I have been using an 850 Evo as my 512GB C: drive for 2 years now, and this month I finally replaced one of my standard 1TB drivers with a new WD Blue 1TB SSD. The cost was over $40 less than the 850 Evo 1TB which oddly hasn’t budged on price in forever.
Benchmarks indicate it reads just as fast as the 850 Evo, but writes a bit slower. That’s fine, as I’m using it for a games storage drive and other than initial installation and patching, writes occur only seldom. Reading happens all the time, though, so that’s what I care about.

Ya. I’ve read the built-in Windows reformatting tools are not recommended for SSDs. I know the secure erase is different, but I figured it’d do what I wanted anyway, so why not.

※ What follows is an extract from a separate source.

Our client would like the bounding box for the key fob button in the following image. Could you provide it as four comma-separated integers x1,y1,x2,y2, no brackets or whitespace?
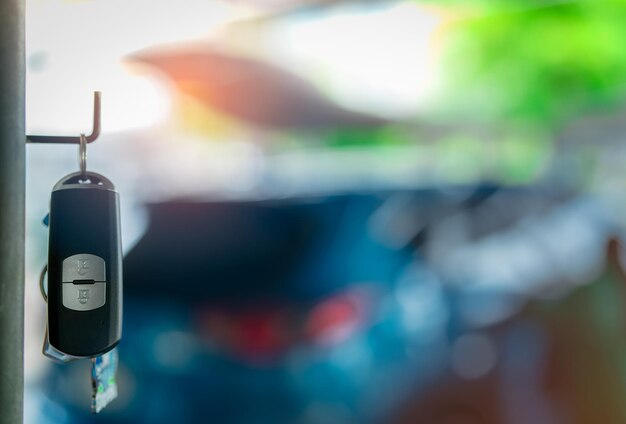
61,253,106,283
62,283,106,311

My issue with the secure erase would be that those algorithms are based on multiple writes to the entire drive. That’s a lot of write cycles to erase a drive that has limited lifespan - you’d be using up a big chunk of the drives useful life just to reformat it.

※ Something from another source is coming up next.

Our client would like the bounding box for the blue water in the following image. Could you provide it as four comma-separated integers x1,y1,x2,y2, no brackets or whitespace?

I dunno. It wrote maybe a couple hundred gig. I guess it would write for each gig on the drive? So 256gb max if it was completely full?

They last for hundreds of TB of writes. I mean, I guess if it was a TB drive that’d be a bit more concerning, but even then.

Even after the secure erase the total write is 8TB. I’m not worried - I’ll be running some super advanced type of drives before this dies at that rate.